Quel regard portez-vous sur la Jeep® ÉLITE ?
C’est une ligue très intéressante. D’abord parce qu’elle est très, très équilibrée. Si vous gagnez deux matches de suite, vous pouvez passer de la 12e à la 3e place. C’est ce qui la rend très intéressante et compétitive. Chaque match compte. Beaucoup de joueurs ont un très bon talent individuel, et sont capables de scorer 20 points. Il y a un style uptempo. Cette ligue ne ressemble à aucune de celles que j’ai connues (Espagne, Israël, Italie, Russie et enfin Turquie en 2017-18).


En parlant de bonne série, votre équipe a gagné trois de ses quatre derniers matches et est remontée à la 7e place. Le MSB est-il plus compétitif depuis l’arrivée de Kendrick Ray ?
Oui, il a montré de bonnes choses, mais chacun doit apporter sa pierre à l’édifice pour rendre l’équipe la meilleure possible.
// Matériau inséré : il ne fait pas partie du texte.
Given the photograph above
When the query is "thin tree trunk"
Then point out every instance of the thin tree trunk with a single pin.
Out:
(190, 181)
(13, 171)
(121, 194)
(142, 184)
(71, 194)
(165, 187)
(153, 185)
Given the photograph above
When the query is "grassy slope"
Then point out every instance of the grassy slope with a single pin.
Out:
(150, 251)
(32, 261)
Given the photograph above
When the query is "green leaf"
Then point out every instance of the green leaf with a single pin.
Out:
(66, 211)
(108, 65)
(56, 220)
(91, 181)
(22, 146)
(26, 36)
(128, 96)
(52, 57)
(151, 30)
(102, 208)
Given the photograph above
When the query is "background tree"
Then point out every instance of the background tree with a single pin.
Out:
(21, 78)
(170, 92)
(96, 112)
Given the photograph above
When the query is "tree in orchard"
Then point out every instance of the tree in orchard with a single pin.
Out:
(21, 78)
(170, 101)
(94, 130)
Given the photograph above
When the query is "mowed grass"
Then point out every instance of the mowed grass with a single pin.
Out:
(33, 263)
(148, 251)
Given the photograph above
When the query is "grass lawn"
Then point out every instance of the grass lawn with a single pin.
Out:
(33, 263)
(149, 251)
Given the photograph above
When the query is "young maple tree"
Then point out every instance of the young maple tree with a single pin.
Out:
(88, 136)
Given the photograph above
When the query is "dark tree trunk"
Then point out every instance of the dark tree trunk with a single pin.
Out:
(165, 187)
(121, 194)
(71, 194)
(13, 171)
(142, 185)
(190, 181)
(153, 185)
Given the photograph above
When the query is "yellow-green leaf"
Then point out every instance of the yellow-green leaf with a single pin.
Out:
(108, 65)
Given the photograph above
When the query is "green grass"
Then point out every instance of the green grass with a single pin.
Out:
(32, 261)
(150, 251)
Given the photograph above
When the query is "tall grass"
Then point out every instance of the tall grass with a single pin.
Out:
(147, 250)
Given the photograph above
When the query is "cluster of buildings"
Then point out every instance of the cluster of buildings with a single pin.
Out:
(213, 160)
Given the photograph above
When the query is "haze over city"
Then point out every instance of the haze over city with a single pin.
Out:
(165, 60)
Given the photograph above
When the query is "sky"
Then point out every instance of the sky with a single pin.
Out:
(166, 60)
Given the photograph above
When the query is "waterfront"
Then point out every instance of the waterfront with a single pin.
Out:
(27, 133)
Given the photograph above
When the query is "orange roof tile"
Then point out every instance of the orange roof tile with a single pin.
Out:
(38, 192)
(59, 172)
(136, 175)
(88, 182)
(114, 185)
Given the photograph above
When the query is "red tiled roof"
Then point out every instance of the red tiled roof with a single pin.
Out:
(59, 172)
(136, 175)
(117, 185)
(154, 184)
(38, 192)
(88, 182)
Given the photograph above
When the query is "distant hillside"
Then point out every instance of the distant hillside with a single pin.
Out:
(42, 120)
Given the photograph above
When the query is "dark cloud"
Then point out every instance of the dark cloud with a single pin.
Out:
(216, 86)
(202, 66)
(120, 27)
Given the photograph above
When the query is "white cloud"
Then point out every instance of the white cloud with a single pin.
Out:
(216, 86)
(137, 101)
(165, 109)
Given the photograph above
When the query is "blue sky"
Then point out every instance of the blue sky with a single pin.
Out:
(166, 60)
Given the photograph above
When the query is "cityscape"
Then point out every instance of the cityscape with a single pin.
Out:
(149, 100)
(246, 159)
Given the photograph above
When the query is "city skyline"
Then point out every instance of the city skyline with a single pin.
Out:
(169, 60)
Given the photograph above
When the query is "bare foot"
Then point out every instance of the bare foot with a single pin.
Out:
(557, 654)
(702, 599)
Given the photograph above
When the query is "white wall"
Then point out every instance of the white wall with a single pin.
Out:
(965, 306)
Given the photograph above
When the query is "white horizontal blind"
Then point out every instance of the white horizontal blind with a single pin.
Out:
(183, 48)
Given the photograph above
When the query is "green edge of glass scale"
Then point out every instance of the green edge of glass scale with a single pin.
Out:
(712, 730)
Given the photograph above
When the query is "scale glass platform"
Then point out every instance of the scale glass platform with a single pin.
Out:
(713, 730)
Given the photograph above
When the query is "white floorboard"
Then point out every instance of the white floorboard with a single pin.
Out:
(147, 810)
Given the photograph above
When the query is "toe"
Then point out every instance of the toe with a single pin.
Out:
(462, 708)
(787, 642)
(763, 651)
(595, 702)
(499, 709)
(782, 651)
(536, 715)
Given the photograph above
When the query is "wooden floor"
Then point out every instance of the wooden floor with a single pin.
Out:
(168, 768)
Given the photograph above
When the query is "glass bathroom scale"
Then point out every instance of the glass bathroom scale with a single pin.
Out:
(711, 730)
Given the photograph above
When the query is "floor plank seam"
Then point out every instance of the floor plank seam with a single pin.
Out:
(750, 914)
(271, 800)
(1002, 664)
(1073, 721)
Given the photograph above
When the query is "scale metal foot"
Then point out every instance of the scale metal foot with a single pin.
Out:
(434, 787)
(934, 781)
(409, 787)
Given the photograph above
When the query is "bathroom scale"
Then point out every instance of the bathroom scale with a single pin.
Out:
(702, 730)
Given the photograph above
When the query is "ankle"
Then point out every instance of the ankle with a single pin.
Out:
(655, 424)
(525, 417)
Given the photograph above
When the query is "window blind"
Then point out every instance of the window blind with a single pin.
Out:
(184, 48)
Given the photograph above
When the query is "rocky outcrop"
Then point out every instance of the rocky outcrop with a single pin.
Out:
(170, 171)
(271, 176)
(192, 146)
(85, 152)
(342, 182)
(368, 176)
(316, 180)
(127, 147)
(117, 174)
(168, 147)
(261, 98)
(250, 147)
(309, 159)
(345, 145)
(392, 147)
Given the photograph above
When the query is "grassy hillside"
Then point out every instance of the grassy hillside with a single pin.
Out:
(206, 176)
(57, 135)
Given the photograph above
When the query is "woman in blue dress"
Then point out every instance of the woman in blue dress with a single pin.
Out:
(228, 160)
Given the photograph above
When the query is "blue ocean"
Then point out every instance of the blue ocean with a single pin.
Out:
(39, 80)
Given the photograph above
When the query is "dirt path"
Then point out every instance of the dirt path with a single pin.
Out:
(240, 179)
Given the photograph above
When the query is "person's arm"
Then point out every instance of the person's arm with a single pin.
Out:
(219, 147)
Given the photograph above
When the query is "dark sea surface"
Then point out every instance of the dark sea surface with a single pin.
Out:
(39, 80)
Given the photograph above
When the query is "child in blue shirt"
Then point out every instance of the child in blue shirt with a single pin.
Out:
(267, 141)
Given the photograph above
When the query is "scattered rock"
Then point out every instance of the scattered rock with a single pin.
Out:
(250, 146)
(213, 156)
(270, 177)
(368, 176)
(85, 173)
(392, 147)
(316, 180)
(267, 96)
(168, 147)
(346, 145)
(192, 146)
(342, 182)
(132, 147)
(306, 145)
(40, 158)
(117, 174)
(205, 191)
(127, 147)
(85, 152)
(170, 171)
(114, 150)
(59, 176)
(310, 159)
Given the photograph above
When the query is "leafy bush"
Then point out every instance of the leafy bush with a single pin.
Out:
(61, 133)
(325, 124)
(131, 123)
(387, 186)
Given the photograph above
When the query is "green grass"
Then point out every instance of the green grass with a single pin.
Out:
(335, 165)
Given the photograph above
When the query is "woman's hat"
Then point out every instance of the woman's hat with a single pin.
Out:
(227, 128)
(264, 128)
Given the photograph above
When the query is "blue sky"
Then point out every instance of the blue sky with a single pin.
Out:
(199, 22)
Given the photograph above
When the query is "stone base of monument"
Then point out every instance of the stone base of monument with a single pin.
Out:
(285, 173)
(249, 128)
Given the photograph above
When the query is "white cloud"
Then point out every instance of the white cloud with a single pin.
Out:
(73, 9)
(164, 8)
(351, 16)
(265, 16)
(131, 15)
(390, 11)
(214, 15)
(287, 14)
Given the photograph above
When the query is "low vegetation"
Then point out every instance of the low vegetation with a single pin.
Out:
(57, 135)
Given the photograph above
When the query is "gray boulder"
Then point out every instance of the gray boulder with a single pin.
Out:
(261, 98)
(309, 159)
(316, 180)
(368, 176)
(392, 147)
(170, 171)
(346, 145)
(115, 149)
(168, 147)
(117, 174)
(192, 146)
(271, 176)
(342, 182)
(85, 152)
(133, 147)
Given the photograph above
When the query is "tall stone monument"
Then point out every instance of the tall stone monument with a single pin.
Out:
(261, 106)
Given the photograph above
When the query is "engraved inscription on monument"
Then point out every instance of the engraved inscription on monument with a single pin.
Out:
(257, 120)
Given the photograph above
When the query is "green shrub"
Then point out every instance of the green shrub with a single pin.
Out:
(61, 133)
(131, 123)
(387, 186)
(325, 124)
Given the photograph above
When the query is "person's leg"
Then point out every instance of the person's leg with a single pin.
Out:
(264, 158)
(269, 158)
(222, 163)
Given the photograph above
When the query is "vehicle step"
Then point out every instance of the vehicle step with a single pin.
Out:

On est focalisé sur la qualification en playoffs et on veut continuer à progresser.


Comment avez-vous réagi à votre élimination en BCL mercredi. La Virtus Bologne était-elle juste trop forte pour vous ?
Je suis très déçu de cette élimination. Parce que dans ce format et après avoir fait match nul au Mans, on devait aborder ce match retour comme une finale et on a perdu de plus de 20 points. Donc je suis déçu, mais c’est derrière nous. On va se focaliser sur la Coupe de France (quart de finale ce week-end contre Dijon) et sur la Jeep® ÉLITE.